# bbc channels on sky freeview



## morro (Jul 2, 2008)

For the last month I have been loosing bbc channels at about 6.00pm - now they are all kaput why ???


----------



## Veronica (Apr 5, 2008)

morro said:


> For the last month I have been loosing bbc channels at about 6.00pm - now they are all kaput why ???


Try the scottish BBC channels. I cant remember the numbers off hand but you will find them in the list of channels. When we lose BBC 1 and 2 we can usually get the scottish ones.


----------



## Veronica (Apr 5, 2008)

I think they are 990 and 971


----------



## morro (Jul 2, 2008)

Veronica said:


> I think they are 990 and 971


Thanks but even they have gone!!


----------



## canoeman (Mar 3, 2011)

Swop to new sat receiver, very cheap unless you want HD and facility to record one channel watch another. start at around €30


----------



## omostra06 (Sep 11, 2007)

We were losing some quality on some channels, I spoke to our local satellite expert and he says that it happens at this time of year for some reason, lasts a few weeks and then will go back to normal!


----------



## kalamaki (Feb 18, 2011)

omostra06 said:


> We were losing some quality on some channels, I spoke to our local satellite expert and he says that it happens at this time of year for some reason, lasts a few weeks and then will go back to normal!

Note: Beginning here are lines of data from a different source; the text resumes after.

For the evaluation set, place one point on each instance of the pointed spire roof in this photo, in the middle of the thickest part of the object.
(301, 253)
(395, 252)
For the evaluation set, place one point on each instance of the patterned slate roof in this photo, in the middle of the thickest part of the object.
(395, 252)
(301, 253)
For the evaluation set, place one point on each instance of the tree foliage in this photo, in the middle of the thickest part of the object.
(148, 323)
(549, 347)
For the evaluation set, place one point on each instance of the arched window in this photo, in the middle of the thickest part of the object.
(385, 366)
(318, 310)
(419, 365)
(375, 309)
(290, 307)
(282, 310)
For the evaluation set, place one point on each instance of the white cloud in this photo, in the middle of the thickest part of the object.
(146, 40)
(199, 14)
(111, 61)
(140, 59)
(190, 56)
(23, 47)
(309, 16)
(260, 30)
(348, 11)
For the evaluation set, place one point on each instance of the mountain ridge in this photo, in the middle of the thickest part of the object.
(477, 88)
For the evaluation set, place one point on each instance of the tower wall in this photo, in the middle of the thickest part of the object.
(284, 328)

Its to do with re-alignment of satellites apparently. We kept loosing BBC1 for minutes each day for about a week, now its OK. Have problems with BBC Wales 1 and 2 though which is a problem as hubby is a rugby fan and we can't get the matches! This is fairly recent, and I have been told that they changed frequencies and another broadcaster using a similar frequency is messing up the beam! Was also told that if I got HD it would probably sort it out, as HD beam and transmission is stronger!


----------